La tradición de Cristo como portador del Espíritu
Pablo no es ningún innovador al sintetizar así, como obra del 
Espíritu, la salvación que Cristo traía al mundo. En realidad, no hace 
sino interpretar la vida y la obra de Jesús según la tradición que él 
mismo había recibido y de la que quedan indicios claros en los 
mismos evangelios sinópticos.
En los relatos de la infancia, Lucas deja claro que Jesús viene por 
obra del Espíritu y es portador del Espíritu. Ya Juan, el precursor, es 
anunciado como «lleno del Espíritu Santo» (1, 15); a María, «llena de 
gracia», se le anuncia: «el Espíritu Santo descenderá sobre ti, y el 
Poder del Altísimo te cubrirá con su sombra» (1,35); Isabel, «llena 
del Espíritu Santo», proclama la gloria de «la Madre de su Señor»; y 
será también bajo el influjo del Espíritu como Zacarias y Simeón 
entonarán sus respectivos cánticos, en los que expresan cómo con 
Jesús llega, al fin, la salvación tanto tiempo esperada.

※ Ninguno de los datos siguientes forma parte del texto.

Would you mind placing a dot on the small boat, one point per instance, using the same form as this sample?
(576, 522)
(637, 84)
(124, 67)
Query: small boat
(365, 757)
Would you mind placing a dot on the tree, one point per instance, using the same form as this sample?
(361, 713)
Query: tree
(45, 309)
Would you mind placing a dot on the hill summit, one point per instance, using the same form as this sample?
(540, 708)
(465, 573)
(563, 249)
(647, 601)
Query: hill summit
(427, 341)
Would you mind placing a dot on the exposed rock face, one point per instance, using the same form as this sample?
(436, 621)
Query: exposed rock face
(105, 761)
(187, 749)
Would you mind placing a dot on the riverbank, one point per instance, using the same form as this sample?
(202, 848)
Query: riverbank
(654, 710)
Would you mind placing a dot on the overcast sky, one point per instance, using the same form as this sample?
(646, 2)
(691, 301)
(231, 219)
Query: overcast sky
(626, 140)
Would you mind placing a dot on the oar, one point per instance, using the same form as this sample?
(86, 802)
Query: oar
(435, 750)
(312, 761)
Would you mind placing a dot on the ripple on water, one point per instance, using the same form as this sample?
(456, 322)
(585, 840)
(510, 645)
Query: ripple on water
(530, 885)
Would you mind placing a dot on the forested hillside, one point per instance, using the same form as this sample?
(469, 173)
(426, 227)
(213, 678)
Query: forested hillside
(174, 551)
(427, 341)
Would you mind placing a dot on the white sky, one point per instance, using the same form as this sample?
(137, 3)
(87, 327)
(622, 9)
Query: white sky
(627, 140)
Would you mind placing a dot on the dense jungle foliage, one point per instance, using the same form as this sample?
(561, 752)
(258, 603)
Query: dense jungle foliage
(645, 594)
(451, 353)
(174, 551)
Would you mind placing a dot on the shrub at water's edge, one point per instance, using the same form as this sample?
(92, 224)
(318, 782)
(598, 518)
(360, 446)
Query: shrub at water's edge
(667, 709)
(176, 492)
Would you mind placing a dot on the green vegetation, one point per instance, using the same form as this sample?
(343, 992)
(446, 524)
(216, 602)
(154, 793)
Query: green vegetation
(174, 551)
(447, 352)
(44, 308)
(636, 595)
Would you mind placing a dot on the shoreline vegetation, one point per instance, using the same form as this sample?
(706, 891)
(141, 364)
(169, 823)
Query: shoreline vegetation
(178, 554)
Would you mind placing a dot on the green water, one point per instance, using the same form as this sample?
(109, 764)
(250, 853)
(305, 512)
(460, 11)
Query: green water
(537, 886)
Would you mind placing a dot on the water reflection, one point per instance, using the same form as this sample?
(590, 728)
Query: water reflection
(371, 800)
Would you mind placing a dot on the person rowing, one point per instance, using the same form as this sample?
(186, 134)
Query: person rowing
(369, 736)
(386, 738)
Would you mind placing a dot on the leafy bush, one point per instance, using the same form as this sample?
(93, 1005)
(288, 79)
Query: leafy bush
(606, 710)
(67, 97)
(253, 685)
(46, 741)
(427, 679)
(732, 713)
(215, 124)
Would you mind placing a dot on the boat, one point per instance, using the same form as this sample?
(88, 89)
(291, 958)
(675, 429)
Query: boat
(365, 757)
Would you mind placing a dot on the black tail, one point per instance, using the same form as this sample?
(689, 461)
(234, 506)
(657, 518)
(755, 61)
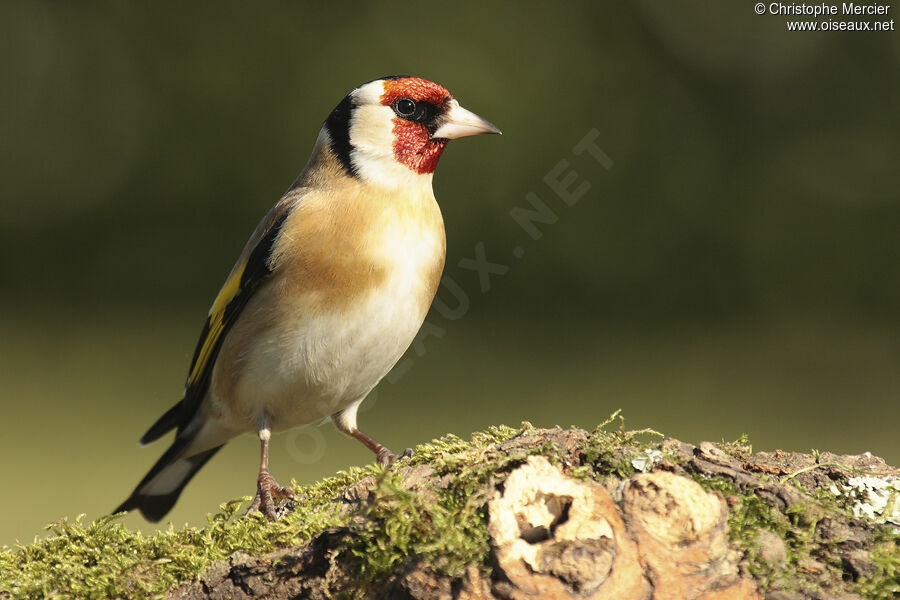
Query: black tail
(166, 423)
(158, 491)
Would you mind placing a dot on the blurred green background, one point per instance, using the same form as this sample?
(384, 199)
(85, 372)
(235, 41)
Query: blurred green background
(736, 270)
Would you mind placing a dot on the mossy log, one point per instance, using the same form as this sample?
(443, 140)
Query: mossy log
(522, 514)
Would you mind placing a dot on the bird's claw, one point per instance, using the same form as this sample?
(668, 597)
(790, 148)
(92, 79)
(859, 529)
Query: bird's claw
(386, 457)
(267, 491)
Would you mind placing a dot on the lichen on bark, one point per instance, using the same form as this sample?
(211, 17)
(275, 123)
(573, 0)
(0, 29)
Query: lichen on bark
(513, 513)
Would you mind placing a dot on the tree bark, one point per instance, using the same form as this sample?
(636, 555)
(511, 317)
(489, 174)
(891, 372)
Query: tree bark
(579, 515)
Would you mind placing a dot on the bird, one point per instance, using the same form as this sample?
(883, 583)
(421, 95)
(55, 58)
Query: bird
(327, 294)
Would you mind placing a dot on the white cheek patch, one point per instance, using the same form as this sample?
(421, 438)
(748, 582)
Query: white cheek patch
(372, 140)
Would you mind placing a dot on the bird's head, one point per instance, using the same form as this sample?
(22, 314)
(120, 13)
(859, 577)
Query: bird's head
(393, 129)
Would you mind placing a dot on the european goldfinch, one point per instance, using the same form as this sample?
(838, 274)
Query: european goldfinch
(327, 294)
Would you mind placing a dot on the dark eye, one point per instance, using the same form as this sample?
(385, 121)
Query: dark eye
(405, 107)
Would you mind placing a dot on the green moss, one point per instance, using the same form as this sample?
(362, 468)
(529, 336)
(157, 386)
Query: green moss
(104, 559)
(610, 453)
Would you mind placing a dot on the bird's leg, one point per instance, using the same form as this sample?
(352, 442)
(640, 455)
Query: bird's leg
(382, 453)
(267, 489)
(345, 421)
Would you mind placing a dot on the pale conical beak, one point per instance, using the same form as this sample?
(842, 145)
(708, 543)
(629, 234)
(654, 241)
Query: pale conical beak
(458, 122)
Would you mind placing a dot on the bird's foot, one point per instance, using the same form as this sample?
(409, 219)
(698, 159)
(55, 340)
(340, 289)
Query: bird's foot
(386, 457)
(267, 492)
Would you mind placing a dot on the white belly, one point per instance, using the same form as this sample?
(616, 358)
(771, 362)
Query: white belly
(321, 360)
(327, 362)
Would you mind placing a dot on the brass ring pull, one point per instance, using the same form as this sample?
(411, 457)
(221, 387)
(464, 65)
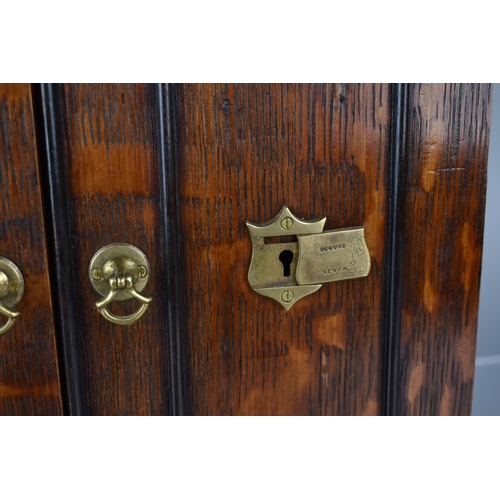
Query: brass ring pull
(119, 272)
(11, 292)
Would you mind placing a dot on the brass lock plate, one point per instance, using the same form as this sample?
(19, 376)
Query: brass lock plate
(11, 283)
(288, 271)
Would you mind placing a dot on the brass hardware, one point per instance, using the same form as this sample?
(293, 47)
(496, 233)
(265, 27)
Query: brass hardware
(119, 272)
(291, 270)
(11, 291)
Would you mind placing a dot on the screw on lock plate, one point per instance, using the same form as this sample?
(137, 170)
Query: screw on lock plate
(288, 271)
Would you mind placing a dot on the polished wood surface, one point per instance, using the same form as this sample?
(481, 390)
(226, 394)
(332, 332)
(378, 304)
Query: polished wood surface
(246, 150)
(29, 379)
(109, 141)
(442, 221)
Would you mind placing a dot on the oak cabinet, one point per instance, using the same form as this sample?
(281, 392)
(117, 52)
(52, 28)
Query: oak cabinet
(176, 170)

El episodio del bautismo de Jesús representa el tema inaugural de 
la primitiva catequesis cristiana sobre Jesús. En él se nos quiere 
decir de una manera intuitiva -como en un cuadro escénico o 
audiovisual- quién es ese Jesús del que se va a hablar. Y lo que se 
nos dice visiblemente es que Jesús, «el hijo amado en quien Dios se 
ha complacido», es aquel sobre el que se posa el mismo Espíritu 
Santo en forma de paloma. Se trataba de dar, desde el comienzo de 
la catequesis, indicadores inequívocos para los conocedores de la 
antigua tradición profética: Jesús era el Mesías de quien había dicho 
el oráculo de Yahvé: «He aquí a mi siervo, mi escogido, en quien me 
he complacido. Sobre él derramaré mi Espíritu» (ls 42,11; 11,2). 

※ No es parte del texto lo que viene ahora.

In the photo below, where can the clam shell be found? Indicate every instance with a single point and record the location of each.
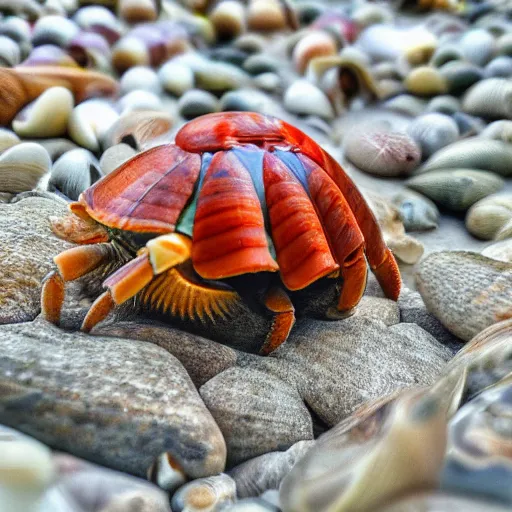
(486, 217)
(418, 213)
(491, 98)
(456, 189)
(432, 132)
(47, 116)
(90, 121)
(74, 172)
(205, 494)
(473, 153)
(361, 463)
(22, 166)
(381, 152)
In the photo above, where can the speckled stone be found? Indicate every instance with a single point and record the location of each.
(116, 402)
(466, 291)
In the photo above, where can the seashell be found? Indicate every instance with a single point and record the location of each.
(459, 76)
(47, 116)
(490, 98)
(140, 78)
(74, 172)
(166, 473)
(22, 166)
(205, 494)
(406, 104)
(446, 53)
(456, 189)
(478, 459)
(139, 100)
(499, 67)
(304, 98)
(361, 465)
(486, 217)
(137, 11)
(176, 78)
(269, 16)
(114, 156)
(426, 81)
(444, 104)
(314, 44)
(478, 46)
(57, 30)
(432, 132)
(473, 153)
(195, 103)
(381, 152)
(404, 247)
(228, 18)
(418, 213)
(10, 54)
(90, 121)
(138, 129)
(501, 251)
(8, 139)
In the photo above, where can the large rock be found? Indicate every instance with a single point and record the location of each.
(117, 402)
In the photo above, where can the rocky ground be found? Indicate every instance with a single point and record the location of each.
(405, 405)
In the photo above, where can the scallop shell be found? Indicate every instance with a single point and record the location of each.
(74, 172)
(456, 189)
(90, 121)
(486, 217)
(47, 116)
(361, 463)
(205, 494)
(473, 153)
(22, 166)
(418, 213)
(432, 132)
(491, 98)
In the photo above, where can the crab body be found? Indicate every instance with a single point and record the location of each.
(245, 220)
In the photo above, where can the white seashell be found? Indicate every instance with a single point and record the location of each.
(140, 78)
(304, 98)
(176, 78)
(89, 121)
(47, 116)
(489, 215)
(22, 166)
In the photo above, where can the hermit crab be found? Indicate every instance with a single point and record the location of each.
(243, 217)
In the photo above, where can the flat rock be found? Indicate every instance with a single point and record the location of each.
(120, 403)
(466, 291)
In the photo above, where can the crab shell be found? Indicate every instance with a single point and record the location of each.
(241, 204)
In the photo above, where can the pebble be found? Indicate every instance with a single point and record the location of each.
(467, 292)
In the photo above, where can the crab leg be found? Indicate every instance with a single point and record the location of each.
(71, 264)
(160, 254)
(278, 302)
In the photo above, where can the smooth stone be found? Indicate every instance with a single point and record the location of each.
(265, 472)
(432, 132)
(304, 98)
(381, 152)
(418, 212)
(473, 153)
(279, 417)
(120, 403)
(26, 255)
(466, 291)
(205, 494)
(26, 471)
(195, 103)
(115, 156)
(414, 311)
(456, 189)
(80, 485)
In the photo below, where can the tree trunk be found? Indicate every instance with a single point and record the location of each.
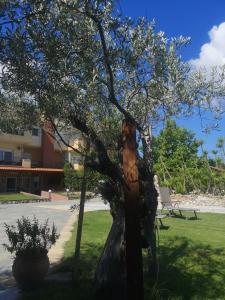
(80, 225)
(110, 276)
(134, 266)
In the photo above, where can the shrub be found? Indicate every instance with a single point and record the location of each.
(29, 238)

Desde el primer episodio de su vida pública, Jesús es anunciado 
-después de un largo tiempo en que el Espíritu del Señor parecía 
haberse retirado de la tierra- como el portador del Espíritu. El mismo 
Bautista lo confirmará: «Yo sólo bautizo en agua para penitencia, 
pero el que viene detrás de mí es más fuerte que yo; él os bautizará 
-es decir, os sumergirá, os empapará- en Espíritu Santo y fuego» (Mt 
3,11). Esto es lo que caracteriza a Jesús.
Por eso Jesús inmediatamente va al desierto «lleno del Espíritu» 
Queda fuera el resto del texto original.